Advertisement

Can Klopp be a great Liverpool manager without ever winning the Premier League?

Liverpool could become European champions this season … without actually being the best team in England.

Manchester City has already clinched the Premier League title. Liverpool will likely place anywhere between second and fourth domestically. And it doesn’t much matter, since all three spots will qualify them directly for next year’s Champions League, if winning this year’s edition doesn’t deliver that berth outright. The only difference is a few million pounds in prize money and bragging rights over some longtime rival or other — Manchester United or, to a lesser extent, Tottenham Hotspur.

It would, in fact, be Liverpool’s second European crown — and its third time in the final — since the Reds were last English champions.

Following its slaying of mighty City in the Champions League quarterfinals, by a whopping aggregate score of 5-1, Liverpool is a favorite to reach the final. It managed to avoid back-to-back incumbent champions Real Madrid and Bayern Munich in the draw and got AS Roma instead. The Italians are on an even unlikelier Cinderella run, having upset Barcelona in the last round, yet Jurgen Klopp’s Liverpool is the favorite.

And if it reaches the title game, it will be the second time in three years that the German manager has led the club to a European final. In 2015-16, when Klopp had only taken over in October, the Reds reached the second-tier Europa League final, where Sevilla prevailed after Liverpool took a first-half lead.

Yet in spite of the steady progress in Europe, Liverpool doesn’t seem to have come substantially closer to winning the Premier League, for reasons we’ll get into. Which begs the question, does Klopp need to win the league to be a success in Liverpool? Or will a few deep European runs suffice?

Indeed, what will it take for him to enter the pantheon of the club’s great managers?

The Reds seem to be getting ever stronger. In the better part of three seasons under Klopp, the team will have progressed from an eighth place, to a fourth, and somewhere between fourth and second. And their core is young and hungry. Of their regulars, only James Milner is over 30. And if you take Adam Lallana (29) and Dejan Lovren (28) out of the equation, there is no habitual starter older than 27.

In RB Leipzig midfielder Naby Keita, Liverpool has already secured another big piece for next season. Other big transfers will surely follow with the nine-figure profit from Philippe Coutinho’s January sale to Barcelona burning a hole in the club’s pocket.

(Getty)
(Getty)

Yet Liverpool can never quite keep up with its rivals. Because others will load up too. While the Reds addressed some major needs over the last two transfer windows, everybody else was improving too. Manchester United invested heavily to add still more stars to its squad. Manchester City spent hundreds of millions just to shore up its defense. Chelsea bought a handful of pricey players merely to provide cover.

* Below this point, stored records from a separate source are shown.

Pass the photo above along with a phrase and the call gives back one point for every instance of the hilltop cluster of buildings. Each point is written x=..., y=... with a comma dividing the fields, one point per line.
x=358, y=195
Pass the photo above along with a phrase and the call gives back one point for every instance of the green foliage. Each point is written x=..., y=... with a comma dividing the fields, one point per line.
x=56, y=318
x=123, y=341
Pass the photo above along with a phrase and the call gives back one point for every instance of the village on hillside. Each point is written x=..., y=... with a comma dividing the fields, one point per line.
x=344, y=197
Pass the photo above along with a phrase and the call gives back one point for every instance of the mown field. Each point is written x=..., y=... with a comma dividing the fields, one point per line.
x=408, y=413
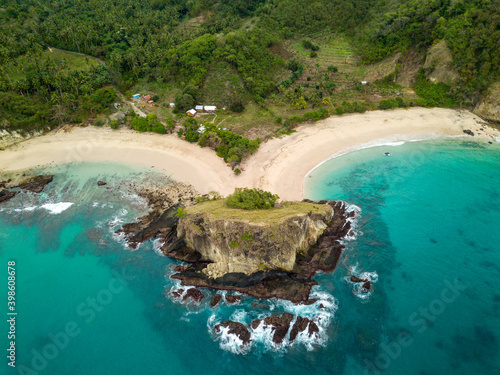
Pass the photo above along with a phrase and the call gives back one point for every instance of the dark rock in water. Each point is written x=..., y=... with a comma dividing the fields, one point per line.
x=280, y=324
x=177, y=293
x=151, y=225
x=233, y=299
x=469, y=132
x=235, y=328
x=259, y=305
x=300, y=325
x=215, y=300
x=194, y=294
x=356, y=279
x=36, y=184
x=5, y=195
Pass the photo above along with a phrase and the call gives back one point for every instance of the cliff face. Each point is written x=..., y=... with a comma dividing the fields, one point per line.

And the Reds lost arguably their best player in Coutinho. That’s still Liverpool’s reality. Their biggest stars tend not to stick around to bring the club all the way back to its 1970s/1980s glory. Michael Owen and Xabi Alonso and Javier Mascherano and Fernando Torres and Luis Suarez and Raheem Sterling: They all left in their primes, or sooner.

The remainder of the vaunted attacking quartet that started the season together — Mohamed Salah, Sadio Mane and Roberto Firmino — seems committed to stay. But they all are until Real Madrid or Barcelona comes calling.

Liverpool never seems to improve quite quickly enough to close the gap, however small it gets, even though it’s the ninth-highest grossing club in the world — a shade behind Chelsea, but well behind Arsenal and the two Manchester clubs.

Klopp is popular with fans for his immutable passion and histrionics on the sideline. And the players, of course, have nice things to say about him. But he might never get them over the hump, through no real fault of his own. And if he never wins it, will he be seen as a failure?

[ Follow FC Yahoo on Twitter and Facebook ]

Surely not. Rafa Benitez never won the league with Liverpool. He placed in the top-4 four times in his six seasons in charge, from 2004-05 through 2009-10, coming third, third, fourth and second in consecutive years. But then he brought Liverpool to the Champions League final twice, winning the first time around in a miraculous comeback against AC Milan — which would get revenge in the rematch two years later. Benitez is remembered as a great modern Liverpool manager.

Klopp’s winning percentage of 53.38 percent stands as the second-best since Kenny Dalglish’s fabled (first) run from 1985 until early 1991. Only Benitez’s is better. And he’s on the verge of his second European final.

The key here is context. Liverpool will likely never again dominate the way it did in the 1970s — four league titles and two European cups — or the 1980s — six league titles and two European cups. There’s a whole host of reasons for that, but it largely boils down to the league being a good deal more competitive now, and no longer prone to being dominated by one team for long stretches.

You can’t, therefore, measure Klopp against the Bob Paisleys and Bill Shankleys and Dalglishes. And absent the weighty prerequisite that he win the league, Klopp seems on his way to Liverpool greatness.